Abstract

In this paper we calculate the ground-state energy of benzene under spatial deformations by using the variational quantum eigensolver. The primary goal of the study is to estimate the feasibility of using quantum computing Ans\"atze on near-term devices to solve problems with a large number of orbitals in regions where classical methods are known to fail. Furthermore, by combining our advanced simulation platform with real quantum computers, we provide an analysis of how the noise, inherent to quantum computers, affects the results. At the center of our study are the hardware efficient and quantum unitary coupled-cluster (QUCC) Ans\"atze. First, we find that the hardware efficient Ansatz has the potential to outperform mean-field methods for extreme deformations of benzene.
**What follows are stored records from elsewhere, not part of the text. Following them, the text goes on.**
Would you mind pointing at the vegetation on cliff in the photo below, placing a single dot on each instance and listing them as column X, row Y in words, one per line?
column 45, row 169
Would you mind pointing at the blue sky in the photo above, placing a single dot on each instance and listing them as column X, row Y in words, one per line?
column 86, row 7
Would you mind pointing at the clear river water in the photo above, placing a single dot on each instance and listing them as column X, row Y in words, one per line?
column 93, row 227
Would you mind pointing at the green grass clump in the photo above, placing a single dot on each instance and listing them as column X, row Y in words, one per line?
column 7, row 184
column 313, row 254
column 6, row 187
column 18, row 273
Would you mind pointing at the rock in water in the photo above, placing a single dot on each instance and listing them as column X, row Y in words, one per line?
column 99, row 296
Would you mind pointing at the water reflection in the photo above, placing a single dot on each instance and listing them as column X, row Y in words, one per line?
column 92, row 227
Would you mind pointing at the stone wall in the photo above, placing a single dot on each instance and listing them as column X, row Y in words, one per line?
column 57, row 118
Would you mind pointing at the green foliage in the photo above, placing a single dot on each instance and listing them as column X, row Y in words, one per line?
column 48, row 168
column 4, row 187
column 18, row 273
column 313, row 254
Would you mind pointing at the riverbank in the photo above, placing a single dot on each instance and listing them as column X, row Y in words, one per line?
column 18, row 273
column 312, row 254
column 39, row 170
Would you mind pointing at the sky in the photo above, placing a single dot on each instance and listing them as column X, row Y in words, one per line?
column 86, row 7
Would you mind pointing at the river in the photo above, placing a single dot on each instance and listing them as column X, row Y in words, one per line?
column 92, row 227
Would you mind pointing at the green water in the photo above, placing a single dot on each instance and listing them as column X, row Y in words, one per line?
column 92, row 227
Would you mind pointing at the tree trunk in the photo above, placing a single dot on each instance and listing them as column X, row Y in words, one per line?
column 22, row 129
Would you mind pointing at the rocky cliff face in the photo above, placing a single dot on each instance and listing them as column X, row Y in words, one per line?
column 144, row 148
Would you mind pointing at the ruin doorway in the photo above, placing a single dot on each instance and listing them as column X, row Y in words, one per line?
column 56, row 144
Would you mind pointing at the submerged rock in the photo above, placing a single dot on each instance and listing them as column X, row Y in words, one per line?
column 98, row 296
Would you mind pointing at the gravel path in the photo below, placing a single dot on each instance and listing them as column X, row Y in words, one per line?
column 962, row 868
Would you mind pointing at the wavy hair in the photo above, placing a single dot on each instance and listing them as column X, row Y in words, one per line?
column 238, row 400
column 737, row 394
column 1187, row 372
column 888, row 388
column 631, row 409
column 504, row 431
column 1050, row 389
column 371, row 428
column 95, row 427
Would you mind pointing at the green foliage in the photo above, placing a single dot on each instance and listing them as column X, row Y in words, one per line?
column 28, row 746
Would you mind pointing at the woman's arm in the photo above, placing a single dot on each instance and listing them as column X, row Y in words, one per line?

However, key problems remain at equilibrium, preventing real chemical application. Moreover, the hardware efficient Ansatz yields results that strongly depend on the initial guess of parameters (in both noisy and noiseless cases) and optimization issues have a higher impact on their convergence than noise. This is confirmed by comparison with real quantum computing demonstrations. On the other hand, the QUCC Ansatz alternative exhibits deeper circuits. Therefore, noise effects increase and are so extreme that the method never outperform mean-field theories. Our dual simulator, (8--16)-qubit QPU computations of QUCC Ansatz appears to be much more sensitive to hardware noise than shot noise, which further indicates where the noise-reduction efforts should be directed. Finally, the study shows that the QUCC method better captures the physics of the system as the QUCC method can be utilized together with the H\"uckel approximation. We discussed how going beyond this approximation sharply increases the optimization complexity of such a difficult problem.